Inversión

Potenciar la supervisión y mejorar la colaboración entre países

El anteproyecto de ley implica una mejora de la supervisión en los mercados, dando mayor importancia a las sociedades rectoras de los mercados secundarios, que podrán suspender o excluir de negociación cualquier instrumento financiero -acciones, warrants, títulos de renta fija, derivados sobre productos financieros o no- cuando deje de cumplir las normas de dicho mercado, informando puntualmente a la CNMV. Además, supervisarán las operaciones para detectar a anomalías en las condiciones de negociación o de actuación.

El organismo que preside Manuel Conthe deberá 'cooperar con las autoridades competentes de los Estados miembros siempre que sea necesario'. Asimismo, cada uno de los estados miembros designarán una autoridad competente para colaborar con los supervisores.

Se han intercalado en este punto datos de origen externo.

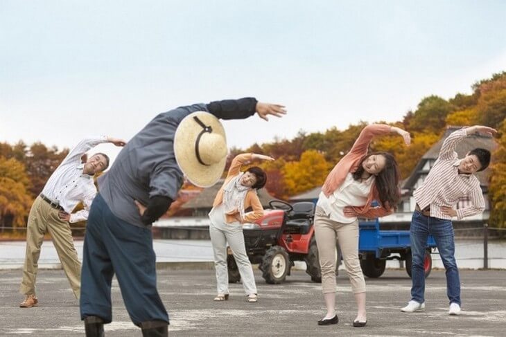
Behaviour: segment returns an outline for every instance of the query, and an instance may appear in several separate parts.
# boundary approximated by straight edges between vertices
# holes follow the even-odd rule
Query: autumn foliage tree
[[[312,149],[304,152],[299,161],[288,162],[281,170],[287,192],[294,195],[321,185],[331,167],[322,154]]]
[[[0,226],[22,226],[31,206],[30,180],[25,167],[13,158],[0,156]]]

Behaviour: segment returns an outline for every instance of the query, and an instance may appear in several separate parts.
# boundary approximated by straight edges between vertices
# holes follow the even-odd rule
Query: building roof
[[[443,145],[443,142],[450,134],[461,129],[462,127],[453,127],[450,126],[446,128],[443,137],[439,139],[435,144],[434,144],[427,152],[424,154],[421,159],[418,162],[417,166],[413,170],[410,176],[405,179],[403,188],[412,189],[416,183],[418,178],[421,174],[427,174],[428,171],[422,171],[425,163],[430,160],[436,160],[439,154],[441,147]],[[459,158],[464,158],[466,154],[473,149],[476,147],[482,147],[483,149],[488,149],[491,152],[497,148],[497,143],[494,140],[491,136],[485,134],[473,134],[465,137],[457,145],[457,154]],[[489,185],[489,175],[490,174],[490,169],[487,168],[482,172],[476,174],[476,178],[480,181],[480,183],[482,186],[488,186]]]
[[[223,185],[225,179],[220,179],[218,183],[213,185],[210,188],[204,188],[200,194],[186,203],[182,206],[183,208],[212,208],[214,197],[216,197],[218,191],[220,190]],[[264,208],[269,206],[269,201],[275,199],[274,197],[270,195],[265,188],[261,188],[258,190],[259,199],[260,203]]]
[[[300,194],[294,195],[290,198],[290,200],[295,201],[298,200],[313,200],[318,199],[318,196],[321,192],[322,186],[317,186]]]

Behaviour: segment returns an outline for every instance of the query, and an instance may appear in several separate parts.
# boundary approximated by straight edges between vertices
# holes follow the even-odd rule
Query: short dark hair
[[[485,169],[489,167],[490,164],[490,151],[481,147],[476,147],[469,152],[469,156],[474,154],[478,158],[478,161],[480,162],[481,167],[477,172],[483,171]]]
[[[96,156],[97,154],[100,154],[101,156],[103,156],[103,157],[105,158],[105,167],[102,170],[102,172],[104,172],[104,171],[105,171],[107,169],[107,167],[109,167],[109,162],[110,161],[110,160],[109,159],[109,157],[107,156],[107,154],[105,154],[104,153],[102,153],[102,152],[97,152],[95,154],[94,154],[93,156]]]
[[[267,174],[258,166],[252,166],[249,169],[246,170],[247,172],[252,173],[256,177],[256,182],[252,186],[252,188],[260,190],[267,183]]]

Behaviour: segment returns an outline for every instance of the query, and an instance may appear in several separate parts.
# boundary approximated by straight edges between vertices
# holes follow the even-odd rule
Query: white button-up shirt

Igualmente, cuando la CNMV reciba una notificación de la autoridad competente de otro estado miembro deberá adoptar las medidas oportunas para corregir la situación.

Las entidades de servicios de inversión estarán bajo la tutela del organismo supervisor del país en el que tengan establecido su domicilio fiscal, si bien la norma contempla una excepción, relativa a las sucursales de empresas extranjeras, que también estarán controladas, en cuanto a su conducta, por el regulador del país en el que ofrecen sus servicios.

l La nueva norma abre la puerta a que llegue la competencia a los mercados. Además de los secundarios oficiales, como la Bolsa, las empresas de servicios de inversión pondrán poner en marcha otros en los que coticen todo tipo de instrumentos financieros.